# Night mode



## Sabre83 (Nov 22, 2017)

I have my night mode set to automatic in app., used to work, but not anymore. I have to lower screen brightness or be blinded. Anyone have any ideas?


----------



## Jason Wilson (Oct 20, 2017)

What is night mode? I have mine set on night mode but I've only noticed that my screen dims slightly in the dark, but, it does that anyway. Is it supposed to look differently or have a different background?


----------



## Jason Wilson (Oct 20, 2017)

Yes I have it selected but nothing different happens. Should it? My phone dims depending on light situation....


----------



## Scott Hucks (Dec 24, 2017)

where is the night mode setting in the app?


----------



## tinymoon (Nov 26, 2017)

Account - Settings - Navigation - Navigation mode

Aussie app. Don't know if it is the same with other country app


----------



## UberwithStuber (Jan 18, 2017)

One of my wishes...that during Level 1 (app on, waiting for ping) at night, the screen would be a black background.

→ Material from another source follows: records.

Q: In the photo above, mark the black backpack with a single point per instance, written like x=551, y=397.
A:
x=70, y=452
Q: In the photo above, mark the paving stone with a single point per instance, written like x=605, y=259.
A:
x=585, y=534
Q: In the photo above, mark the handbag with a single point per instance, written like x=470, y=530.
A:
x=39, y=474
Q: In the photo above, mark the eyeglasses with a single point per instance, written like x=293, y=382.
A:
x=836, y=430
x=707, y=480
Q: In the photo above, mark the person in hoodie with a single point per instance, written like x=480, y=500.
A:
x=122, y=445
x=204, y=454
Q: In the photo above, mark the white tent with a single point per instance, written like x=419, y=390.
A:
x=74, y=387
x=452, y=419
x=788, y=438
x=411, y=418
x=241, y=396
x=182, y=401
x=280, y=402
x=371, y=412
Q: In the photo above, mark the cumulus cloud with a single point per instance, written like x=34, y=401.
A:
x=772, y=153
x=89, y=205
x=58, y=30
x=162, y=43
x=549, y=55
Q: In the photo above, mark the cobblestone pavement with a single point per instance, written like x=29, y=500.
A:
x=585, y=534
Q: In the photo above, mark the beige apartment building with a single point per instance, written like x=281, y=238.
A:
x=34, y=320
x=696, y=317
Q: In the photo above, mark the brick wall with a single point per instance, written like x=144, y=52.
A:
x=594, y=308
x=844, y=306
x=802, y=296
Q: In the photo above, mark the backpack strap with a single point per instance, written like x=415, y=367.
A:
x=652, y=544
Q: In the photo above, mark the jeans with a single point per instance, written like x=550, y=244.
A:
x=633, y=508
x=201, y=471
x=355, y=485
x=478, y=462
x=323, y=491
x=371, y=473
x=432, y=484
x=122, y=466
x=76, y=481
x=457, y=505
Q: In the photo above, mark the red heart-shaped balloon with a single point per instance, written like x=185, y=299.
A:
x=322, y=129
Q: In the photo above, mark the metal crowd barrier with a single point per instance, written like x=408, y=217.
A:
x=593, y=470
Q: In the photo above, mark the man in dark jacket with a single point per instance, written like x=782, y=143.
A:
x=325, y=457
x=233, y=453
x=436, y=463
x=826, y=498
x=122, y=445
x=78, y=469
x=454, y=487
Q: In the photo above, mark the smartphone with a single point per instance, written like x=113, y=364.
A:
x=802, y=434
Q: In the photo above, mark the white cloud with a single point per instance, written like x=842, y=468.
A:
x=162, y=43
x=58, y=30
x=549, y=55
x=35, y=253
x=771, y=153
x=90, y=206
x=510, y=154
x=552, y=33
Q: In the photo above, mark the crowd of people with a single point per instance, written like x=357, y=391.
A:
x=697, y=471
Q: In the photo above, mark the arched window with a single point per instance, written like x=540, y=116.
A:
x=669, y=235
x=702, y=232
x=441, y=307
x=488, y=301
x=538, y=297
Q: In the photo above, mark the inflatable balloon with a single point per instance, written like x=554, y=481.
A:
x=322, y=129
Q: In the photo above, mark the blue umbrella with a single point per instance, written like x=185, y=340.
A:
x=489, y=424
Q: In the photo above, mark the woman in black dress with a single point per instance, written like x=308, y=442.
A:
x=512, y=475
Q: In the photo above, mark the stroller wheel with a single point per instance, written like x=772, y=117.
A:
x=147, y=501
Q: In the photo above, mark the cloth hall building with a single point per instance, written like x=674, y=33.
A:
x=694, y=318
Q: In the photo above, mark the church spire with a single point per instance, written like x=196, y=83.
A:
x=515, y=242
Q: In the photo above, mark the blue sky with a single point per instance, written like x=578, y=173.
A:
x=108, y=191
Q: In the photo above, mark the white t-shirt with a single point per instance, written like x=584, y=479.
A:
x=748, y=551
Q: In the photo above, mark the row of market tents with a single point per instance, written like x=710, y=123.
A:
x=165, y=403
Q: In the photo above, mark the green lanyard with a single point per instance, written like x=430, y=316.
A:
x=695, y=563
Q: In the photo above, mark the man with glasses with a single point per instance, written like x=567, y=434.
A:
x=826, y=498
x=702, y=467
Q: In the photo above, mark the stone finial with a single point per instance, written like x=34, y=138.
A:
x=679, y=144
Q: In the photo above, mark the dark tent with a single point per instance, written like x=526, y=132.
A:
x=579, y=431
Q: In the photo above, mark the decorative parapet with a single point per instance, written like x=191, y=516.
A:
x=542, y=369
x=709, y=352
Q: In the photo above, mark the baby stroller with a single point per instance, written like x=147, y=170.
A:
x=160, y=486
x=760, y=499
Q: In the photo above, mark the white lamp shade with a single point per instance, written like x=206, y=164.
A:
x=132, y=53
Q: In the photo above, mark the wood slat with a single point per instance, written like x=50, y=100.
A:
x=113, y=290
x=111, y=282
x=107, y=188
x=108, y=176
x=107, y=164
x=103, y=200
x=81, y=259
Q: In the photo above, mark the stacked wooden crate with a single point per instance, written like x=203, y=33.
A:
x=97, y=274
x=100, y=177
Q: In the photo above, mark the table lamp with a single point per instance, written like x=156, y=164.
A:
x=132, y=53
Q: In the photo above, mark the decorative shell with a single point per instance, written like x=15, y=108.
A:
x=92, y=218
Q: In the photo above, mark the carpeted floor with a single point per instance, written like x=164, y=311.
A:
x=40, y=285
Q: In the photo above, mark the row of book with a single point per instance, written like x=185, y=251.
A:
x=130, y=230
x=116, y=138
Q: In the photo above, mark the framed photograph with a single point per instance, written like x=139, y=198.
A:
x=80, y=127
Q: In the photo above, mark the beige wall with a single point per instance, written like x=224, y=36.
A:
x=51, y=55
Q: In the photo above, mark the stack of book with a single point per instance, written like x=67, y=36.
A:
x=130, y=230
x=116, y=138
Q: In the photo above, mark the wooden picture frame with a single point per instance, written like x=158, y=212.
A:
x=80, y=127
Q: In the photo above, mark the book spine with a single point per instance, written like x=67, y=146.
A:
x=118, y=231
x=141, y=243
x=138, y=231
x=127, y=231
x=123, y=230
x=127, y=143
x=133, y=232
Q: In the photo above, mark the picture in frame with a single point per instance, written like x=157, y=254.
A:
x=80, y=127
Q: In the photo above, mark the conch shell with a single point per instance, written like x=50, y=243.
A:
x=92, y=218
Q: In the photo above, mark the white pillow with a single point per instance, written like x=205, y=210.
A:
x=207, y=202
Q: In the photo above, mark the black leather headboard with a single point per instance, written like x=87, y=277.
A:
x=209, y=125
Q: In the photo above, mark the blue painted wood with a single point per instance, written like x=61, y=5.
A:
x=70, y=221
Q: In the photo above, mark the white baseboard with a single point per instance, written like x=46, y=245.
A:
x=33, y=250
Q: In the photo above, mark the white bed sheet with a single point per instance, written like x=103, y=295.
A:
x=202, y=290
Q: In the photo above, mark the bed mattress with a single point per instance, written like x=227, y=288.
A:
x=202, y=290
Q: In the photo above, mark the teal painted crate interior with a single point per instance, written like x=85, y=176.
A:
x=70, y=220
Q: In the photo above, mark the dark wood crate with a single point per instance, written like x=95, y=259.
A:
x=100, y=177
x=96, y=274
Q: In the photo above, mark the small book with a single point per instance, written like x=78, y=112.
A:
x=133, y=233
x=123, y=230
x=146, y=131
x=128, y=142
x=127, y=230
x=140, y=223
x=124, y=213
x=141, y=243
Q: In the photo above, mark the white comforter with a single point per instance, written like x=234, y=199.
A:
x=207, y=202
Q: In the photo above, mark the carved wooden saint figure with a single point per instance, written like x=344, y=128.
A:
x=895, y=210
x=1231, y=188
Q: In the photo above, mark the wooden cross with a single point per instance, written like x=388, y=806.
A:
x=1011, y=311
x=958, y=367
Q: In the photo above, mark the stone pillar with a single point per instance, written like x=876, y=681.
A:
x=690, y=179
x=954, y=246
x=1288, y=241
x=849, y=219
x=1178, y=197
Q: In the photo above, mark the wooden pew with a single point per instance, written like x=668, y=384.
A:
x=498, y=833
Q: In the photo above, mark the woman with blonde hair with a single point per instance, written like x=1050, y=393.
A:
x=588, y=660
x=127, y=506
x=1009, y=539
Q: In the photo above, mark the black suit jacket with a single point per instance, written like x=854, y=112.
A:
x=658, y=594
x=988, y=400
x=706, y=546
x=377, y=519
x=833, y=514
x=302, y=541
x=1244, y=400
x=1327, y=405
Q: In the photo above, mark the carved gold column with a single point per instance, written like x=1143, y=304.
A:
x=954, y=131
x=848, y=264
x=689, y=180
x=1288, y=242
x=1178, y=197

As soon as ping comes jn, screen darkens, and I press Navigate and off I go.
During daylight hours, the screen in Level 1 is fine, just at night, it's too bright.


----------



## FormerTaxiDriver (Oct 24, 2017)

Night mode makes streets disappear during ping screen. which makes it worse. Use night mode in google maps.


----------



## cobraco (Jul 6, 2016)

Night mode in the uber map is for the uber navigation. Black background vs white during the day. The home screen still is bright white and I wish it would use the night mode scheme as well.


----------



## acsmith1972 (Aug 3, 2018)

Apparently they still don't care. I've emailed them about it many times.


----------



## NerfsDad (Dec 13, 2018)

I had issues with night mode not working as well. I found a way to fix it when it fails.
1. Log into app.
2. Switch night mode to "always on"
3. Go back to map screen.
4. Before going "online", swipe or close the window while still logged in.
5. Launch app again it should go straight to the map screen in night mode.


----------